Никаких доказательств нет. Дядька сидит несколько лет.
Следователи говорят: «Ну, это ж тяжкое преступление – мы не даем оценки, виновен или не виновен. Это суд решит». Полицейские говорят: «Мы полагаем, у вас с потерпевшей был конфликт: она вам не дала или еще что-то, и вы ее встретили… А потом, чтобы снять с себя подозрения, решили вызвать полицию». Другую информацию, факты – где он был во время убийства, сколько времени труп там провел, что зафиксировали камеры, которые висели рядом – они не учли. Специально дождались, когда уничтожат за сроком давности записи, чтобы он не мог доказать свою невиновность. И все. Посадили. Через год его бросили все родные, и он остался совершенно беззащитный.

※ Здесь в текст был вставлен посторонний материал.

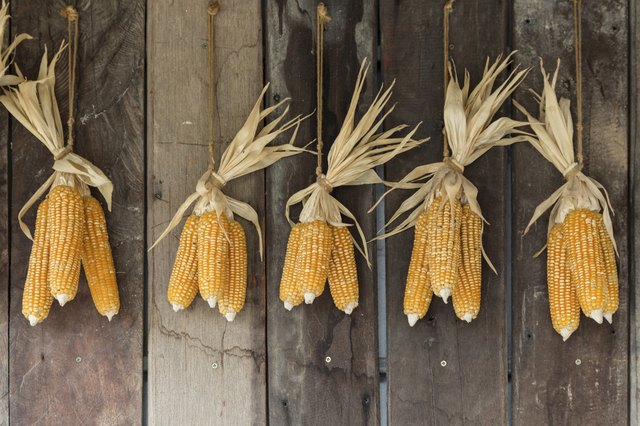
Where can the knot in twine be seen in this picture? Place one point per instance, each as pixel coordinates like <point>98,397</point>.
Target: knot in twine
<point>572,170</point>
<point>324,183</point>
<point>452,164</point>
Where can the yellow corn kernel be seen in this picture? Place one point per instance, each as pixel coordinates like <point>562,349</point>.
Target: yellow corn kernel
<point>343,273</point>
<point>65,232</point>
<point>37,298</point>
<point>235,289</point>
<point>97,260</point>
<point>611,300</point>
<point>443,236</point>
<point>314,256</point>
<point>183,284</point>
<point>467,292</point>
<point>417,293</point>
<point>290,290</point>
<point>213,256</point>
<point>586,261</point>
<point>563,300</point>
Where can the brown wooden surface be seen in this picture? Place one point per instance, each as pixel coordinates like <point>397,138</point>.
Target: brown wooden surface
<point>472,387</point>
<point>184,347</point>
<point>549,385</point>
<point>76,367</point>
<point>303,387</point>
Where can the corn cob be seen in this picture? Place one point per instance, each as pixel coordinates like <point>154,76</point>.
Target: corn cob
<point>611,299</point>
<point>183,284</point>
<point>314,256</point>
<point>586,261</point>
<point>443,236</point>
<point>65,230</point>
<point>343,274</point>
<point>563,300</point>
<point>97,260</point>
<point>290,291</point>
<point>37,298</point>
<point>235,289</point>
<point>417,293</point>
<point>467,293</point>
<point>213,256</point>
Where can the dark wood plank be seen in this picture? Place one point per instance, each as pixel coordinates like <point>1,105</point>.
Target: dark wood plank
<point>303,387</point>
<point>202,369</point>
<point>472,387</point>
<point>76,367</point>
<point>584,380</point>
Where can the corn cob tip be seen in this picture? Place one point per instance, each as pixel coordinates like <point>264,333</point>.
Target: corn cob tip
<point>62,299</point>
<point>350,307</point>
<point>596,315</point>
<point>413,319</point>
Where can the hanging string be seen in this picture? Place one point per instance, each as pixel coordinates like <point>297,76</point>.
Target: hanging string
<point>71,14</point>
<point>448,6</point>
<point>322,18</point>
<point>577,28</point>
<point>212,11</point>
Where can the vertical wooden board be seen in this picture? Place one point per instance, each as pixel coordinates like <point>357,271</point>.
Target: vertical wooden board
<point>76,367</point>
<point>322,363</point>
<point>584,380</point>
<point>218,367</point>
<point>443,370</point>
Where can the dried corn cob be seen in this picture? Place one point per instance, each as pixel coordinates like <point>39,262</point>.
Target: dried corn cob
<point>611,299</point>
<point>467,293</point>
<point>586,261</point>
<point>97,260</point>
<point>213,256</point>
<point>65,230</point>
<point>443,256</point>
<point>563,300</point>
<point>235,288</point>
<point>37,298</point>
<point>343,273</point>
<point>418,293</point>
<point>183,284</point>
<point>290,291</point>
<point>314,257</point>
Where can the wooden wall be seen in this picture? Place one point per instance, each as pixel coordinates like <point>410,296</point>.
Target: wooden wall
<point>142,118</point>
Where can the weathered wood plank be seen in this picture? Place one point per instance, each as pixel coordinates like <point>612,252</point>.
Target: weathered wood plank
<point>219,368</point>
<point>304,388</point>
<point>77,368</point>
<point>421,389</point>
<point>584,380</point>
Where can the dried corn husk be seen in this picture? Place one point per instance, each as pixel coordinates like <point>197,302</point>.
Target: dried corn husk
<point>248,152</point>
<point>355,152</point>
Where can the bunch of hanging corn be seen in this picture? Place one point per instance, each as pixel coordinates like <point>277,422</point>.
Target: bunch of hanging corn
<point>70,225</point>
<point>581,263</point>
<point>320,247</point>
<point>212,254</point>
<point>447,252</point>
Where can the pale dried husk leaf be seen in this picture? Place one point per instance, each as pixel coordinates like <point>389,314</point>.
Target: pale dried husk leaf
<point>34,105</point>
<point>554,140</point>
<point>248,152</point>
<point>471,131</point>
<point>355,152</point>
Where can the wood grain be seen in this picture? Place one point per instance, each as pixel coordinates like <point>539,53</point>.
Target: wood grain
<point>304,388</point>
<point>76,367</point>
<point>472,387</point>
<point>584,380</point>
<point>218,368</point>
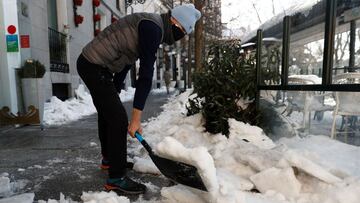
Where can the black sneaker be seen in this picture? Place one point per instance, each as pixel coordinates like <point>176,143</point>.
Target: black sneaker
<point>105,164</point>
<point>124,184</point>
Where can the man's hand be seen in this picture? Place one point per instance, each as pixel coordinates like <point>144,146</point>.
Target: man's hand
<point>135,123</point>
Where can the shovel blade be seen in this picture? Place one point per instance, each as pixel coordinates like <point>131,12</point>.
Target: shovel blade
<point>179,172</point>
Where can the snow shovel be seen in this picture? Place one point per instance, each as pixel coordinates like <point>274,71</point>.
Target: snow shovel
<point>177,171</point>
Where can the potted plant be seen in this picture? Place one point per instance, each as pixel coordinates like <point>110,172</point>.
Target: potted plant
<point>31,74</point>
<point>78,19</point>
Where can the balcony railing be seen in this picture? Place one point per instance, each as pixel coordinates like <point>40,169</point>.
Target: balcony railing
<point>57,46</point>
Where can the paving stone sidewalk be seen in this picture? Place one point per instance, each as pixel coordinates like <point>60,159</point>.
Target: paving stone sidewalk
<point>66,158</point>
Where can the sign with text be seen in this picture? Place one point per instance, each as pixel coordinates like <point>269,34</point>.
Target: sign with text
<point>24,41</point>
<point>12,43</point>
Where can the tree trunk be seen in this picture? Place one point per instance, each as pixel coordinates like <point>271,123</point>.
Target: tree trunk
<point>189,62</point>
<point>199,28</point>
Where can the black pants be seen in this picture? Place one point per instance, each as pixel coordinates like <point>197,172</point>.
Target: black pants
<point>112,117</point>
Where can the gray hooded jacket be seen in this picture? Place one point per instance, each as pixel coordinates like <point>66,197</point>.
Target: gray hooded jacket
<point>117,45</point>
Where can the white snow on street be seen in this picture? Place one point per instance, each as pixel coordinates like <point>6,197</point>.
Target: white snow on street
<point>313,169</point>
<point>57,112</point>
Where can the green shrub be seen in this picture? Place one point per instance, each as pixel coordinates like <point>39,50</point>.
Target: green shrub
<point>226,78</point>
<point>32,69</point>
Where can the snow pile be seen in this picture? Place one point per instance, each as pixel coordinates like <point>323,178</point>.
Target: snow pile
<point>247,160</point>
<point>23,198</point>
<point>161,90</point>
<point>59,112</point>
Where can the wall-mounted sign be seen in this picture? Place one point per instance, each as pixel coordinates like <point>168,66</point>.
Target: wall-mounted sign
<point>352,14</point>
<point>24,41</point>
<point>12,43</point>
<point>11,29</point>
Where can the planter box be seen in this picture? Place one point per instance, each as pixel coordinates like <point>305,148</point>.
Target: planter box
<point>33,94</point>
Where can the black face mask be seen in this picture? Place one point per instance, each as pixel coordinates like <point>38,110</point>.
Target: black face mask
<point>177,32</point>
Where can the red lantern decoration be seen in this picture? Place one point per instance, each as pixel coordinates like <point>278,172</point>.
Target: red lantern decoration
<point>113,19</point>
<point>97,31</point>
<point>78,19</point>
<point>97,17</point>
<point>78,2</point>
<point>96,3</point>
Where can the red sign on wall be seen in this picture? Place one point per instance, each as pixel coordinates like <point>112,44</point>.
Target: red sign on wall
<point>25,41</point>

Потом я увижу несколько таких случаев. Буду читать материалы и ужасаться тому, что такие люди не попадут под защиту ни одного омбудсмена, и никто не будет читать их дела, защищать. Таких будут просто «выдаивать» до последней копейки адвокаты, а они, бедолаги, не смогут никак себя защитить. Вот это страшно. Они попросят меня посмотреть дела, надеясь на помощь, но что я смогу сделать?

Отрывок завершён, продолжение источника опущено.